Make the sauce. In a jar or measuring cup, whisk together the soy sauce, oyster sauce (if using), orange juice, honey, rice vinegar, sesame oil, garlic, ginger, chicken broth, and cornstarch until smooth. Set aside.
Cook the broccoli. Heat 1 tablespoon olive oil in a large skillet over medium-high heat. Add the broccoli and cook for 3–4 minutes, stirring occasionally, until bright green. Add 1/2 cup water, cover, and steam for 2–3 minutes, or until the broccoli is tender-crisp. Transfer to a plate.
Cook the shrimp. Pat the shrimp dry with paper towels. Heat the remaining tablespoon of oil in the same skillet over high heat. Add the shrimp in a single layer and cook for 1–2 minutes per side, until pink and opaque.

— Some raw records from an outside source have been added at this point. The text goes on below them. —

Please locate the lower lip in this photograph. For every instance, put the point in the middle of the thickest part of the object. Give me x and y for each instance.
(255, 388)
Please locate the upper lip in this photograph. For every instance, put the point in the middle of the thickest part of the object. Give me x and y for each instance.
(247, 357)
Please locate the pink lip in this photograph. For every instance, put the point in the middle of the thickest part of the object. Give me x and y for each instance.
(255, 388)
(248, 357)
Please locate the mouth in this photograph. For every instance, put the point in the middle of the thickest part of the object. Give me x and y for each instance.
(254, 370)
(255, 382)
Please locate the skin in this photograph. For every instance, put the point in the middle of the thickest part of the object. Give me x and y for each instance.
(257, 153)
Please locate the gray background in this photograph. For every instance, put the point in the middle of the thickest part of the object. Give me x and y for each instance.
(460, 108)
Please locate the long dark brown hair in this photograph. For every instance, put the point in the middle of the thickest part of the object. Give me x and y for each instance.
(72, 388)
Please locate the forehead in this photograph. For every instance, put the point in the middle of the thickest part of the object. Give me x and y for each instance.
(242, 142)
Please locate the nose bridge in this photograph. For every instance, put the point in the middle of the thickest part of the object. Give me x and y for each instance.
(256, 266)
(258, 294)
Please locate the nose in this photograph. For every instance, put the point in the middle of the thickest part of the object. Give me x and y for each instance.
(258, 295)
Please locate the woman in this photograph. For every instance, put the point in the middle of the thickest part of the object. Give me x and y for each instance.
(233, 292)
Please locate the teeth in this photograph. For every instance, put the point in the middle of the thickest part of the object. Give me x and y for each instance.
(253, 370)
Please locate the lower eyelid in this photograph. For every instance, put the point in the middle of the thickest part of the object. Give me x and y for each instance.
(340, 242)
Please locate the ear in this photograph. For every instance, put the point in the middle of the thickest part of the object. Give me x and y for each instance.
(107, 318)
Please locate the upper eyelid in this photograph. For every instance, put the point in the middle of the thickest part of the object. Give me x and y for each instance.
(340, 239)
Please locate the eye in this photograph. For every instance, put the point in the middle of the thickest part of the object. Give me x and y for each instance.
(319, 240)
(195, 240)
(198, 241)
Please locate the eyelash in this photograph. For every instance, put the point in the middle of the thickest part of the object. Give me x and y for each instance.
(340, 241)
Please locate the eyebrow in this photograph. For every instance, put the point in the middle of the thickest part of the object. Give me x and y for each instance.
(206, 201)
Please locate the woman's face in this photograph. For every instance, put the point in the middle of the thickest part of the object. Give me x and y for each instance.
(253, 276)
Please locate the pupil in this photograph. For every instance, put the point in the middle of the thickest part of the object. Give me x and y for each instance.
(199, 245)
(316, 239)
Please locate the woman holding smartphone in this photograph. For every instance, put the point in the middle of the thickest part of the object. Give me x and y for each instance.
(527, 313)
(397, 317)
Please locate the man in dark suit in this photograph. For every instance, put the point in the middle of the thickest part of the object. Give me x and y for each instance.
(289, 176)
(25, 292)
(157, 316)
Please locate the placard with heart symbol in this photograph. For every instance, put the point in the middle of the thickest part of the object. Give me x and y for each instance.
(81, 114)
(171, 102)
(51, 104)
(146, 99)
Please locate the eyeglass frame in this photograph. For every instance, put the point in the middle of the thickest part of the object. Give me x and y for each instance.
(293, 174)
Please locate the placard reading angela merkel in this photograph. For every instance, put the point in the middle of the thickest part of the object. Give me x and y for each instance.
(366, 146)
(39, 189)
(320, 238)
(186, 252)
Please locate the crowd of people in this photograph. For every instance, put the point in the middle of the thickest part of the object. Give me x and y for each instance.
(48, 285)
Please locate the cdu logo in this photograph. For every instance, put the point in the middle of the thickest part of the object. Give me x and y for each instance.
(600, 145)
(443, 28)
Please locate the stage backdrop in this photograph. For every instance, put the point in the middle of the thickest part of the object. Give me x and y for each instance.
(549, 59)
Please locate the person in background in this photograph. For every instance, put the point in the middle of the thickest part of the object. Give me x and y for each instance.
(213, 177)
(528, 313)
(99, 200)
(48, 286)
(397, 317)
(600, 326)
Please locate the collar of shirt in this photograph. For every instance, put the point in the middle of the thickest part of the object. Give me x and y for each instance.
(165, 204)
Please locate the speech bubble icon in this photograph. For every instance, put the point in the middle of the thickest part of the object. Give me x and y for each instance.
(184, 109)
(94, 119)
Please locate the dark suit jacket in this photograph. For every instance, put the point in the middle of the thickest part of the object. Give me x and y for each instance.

Bring everything together. Return the broccoli to the skillet. Give the sauce a quick whisk and pour it into the pan. Toss continuously for 1–2 minutes, until the sauce thickens and coats the shrimp and broccoli evenly.

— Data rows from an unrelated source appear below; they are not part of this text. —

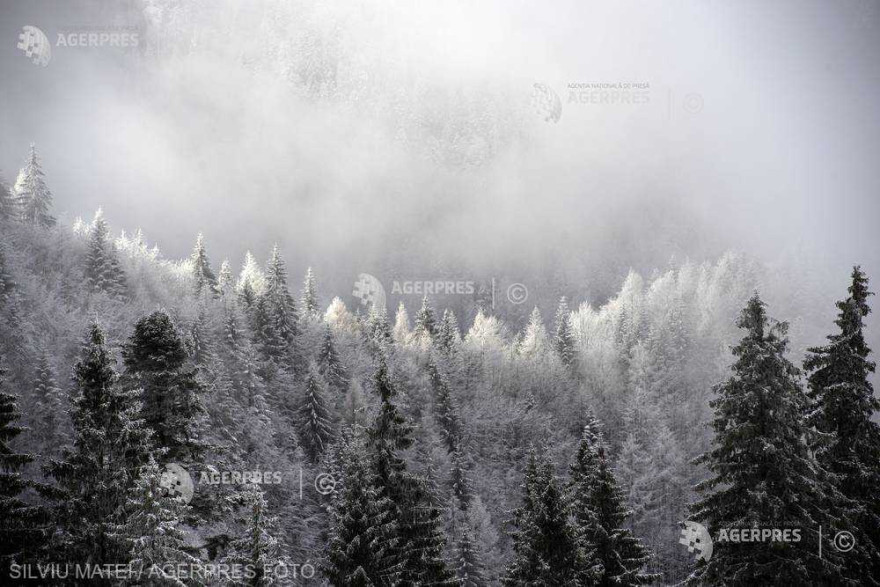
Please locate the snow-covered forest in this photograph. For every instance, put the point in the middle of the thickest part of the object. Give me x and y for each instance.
(461, 293)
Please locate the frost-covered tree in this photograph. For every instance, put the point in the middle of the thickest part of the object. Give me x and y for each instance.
(309, 297)
(204, 280)
(363, 546)
(33, 196)
(92, 478)
(313, 416)
(762, 470)
(156, 363)
(545, 543)
(842, 409)
(20, 523)
(103, 271)
(600, 513)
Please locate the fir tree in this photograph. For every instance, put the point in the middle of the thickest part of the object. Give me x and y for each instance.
(103, 272)
(563, 339)
(20, 533)
(91, 479)
(34, 197)
(313, 416)
(150, 533)
(204, 280)
(842, 407)
(330, 364)
(762, 470)
(426, 322)
(309, 297)
(545, 544)
(156, 363)
(363, 546)
(598, 506)
(421, 542)
(257, 550)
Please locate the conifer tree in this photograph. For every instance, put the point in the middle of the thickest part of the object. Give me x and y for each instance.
(616, 556)
(330, 363)
(563, 340)
(842, 409)
(363, 546)
(426, 322)
(421, 542)
(309, 297)
(204, 280)
(103, 272)
(762, 470)
(20, 533)
(448, 334)
(150, 534)
(314, 420)
(156, 363)
(257, 549)
(545, 544)
(34, 197)
(92, 478)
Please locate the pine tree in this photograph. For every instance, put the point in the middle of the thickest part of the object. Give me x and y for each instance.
(103, 272)
(563, 340)
(314, 417)
(426, 323)
(330, 364)
(842, 407)
(309, 298)
(203, 277)
(20, 533)
(34, 197)
(156, 363)
(257, 550)
(421, 542)
(363, 546)
(8, 207)
(448, 334)
(150, 533)
(545, 544)
(762, 470)
(92, 478)
(598, 506)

Serve over rice or noodles and enjoy.
Notes
Have the sauce ready before you start cooking! The stir fry comes together quickly.

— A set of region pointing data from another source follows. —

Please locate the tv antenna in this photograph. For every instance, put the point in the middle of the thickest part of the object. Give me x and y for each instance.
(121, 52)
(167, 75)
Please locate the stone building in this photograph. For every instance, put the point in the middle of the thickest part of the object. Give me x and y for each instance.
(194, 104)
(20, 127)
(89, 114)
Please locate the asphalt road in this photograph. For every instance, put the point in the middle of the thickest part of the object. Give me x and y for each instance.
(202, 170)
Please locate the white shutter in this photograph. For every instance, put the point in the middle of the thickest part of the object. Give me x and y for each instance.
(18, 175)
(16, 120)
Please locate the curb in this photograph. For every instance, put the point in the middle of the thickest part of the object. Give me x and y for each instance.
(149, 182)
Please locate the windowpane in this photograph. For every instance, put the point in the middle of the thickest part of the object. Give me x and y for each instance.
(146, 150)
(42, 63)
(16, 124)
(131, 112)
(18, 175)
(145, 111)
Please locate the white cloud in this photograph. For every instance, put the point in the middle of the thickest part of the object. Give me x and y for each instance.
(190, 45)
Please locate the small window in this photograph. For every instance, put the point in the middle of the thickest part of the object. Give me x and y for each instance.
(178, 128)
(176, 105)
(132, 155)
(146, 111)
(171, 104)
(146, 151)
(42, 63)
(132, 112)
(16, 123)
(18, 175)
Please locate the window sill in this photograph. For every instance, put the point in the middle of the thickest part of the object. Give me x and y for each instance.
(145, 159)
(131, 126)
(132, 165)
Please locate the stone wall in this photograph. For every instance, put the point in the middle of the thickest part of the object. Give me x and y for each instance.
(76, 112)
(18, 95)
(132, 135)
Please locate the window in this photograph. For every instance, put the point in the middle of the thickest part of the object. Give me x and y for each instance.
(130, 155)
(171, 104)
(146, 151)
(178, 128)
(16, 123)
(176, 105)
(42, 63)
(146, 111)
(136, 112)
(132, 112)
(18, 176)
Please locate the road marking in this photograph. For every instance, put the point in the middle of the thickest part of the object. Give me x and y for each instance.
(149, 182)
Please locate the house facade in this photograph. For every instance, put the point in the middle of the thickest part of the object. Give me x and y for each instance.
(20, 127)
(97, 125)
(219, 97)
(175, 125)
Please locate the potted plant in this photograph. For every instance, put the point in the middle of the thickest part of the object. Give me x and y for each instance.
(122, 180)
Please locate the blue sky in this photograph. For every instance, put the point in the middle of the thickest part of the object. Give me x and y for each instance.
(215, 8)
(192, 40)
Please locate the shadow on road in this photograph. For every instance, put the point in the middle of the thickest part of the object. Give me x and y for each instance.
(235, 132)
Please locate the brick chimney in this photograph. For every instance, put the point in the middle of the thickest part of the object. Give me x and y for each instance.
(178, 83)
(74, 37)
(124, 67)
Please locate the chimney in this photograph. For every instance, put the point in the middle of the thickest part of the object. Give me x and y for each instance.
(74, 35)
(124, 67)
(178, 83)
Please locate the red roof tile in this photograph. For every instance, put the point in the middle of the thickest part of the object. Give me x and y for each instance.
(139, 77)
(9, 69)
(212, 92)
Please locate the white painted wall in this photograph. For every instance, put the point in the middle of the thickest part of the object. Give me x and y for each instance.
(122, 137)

Don't overcook the shrimp. They only need a few minutes and can become rubbery if left too long.
Frozen broccoli works well too. Just thaw slightly before cooking.
Transfer leftovers into an airtight container and store in the refrigerator for 3-4 days. While you can freeze in a freezer-safe container or resealable plastic bag for up to 3 months, I do not recommend it.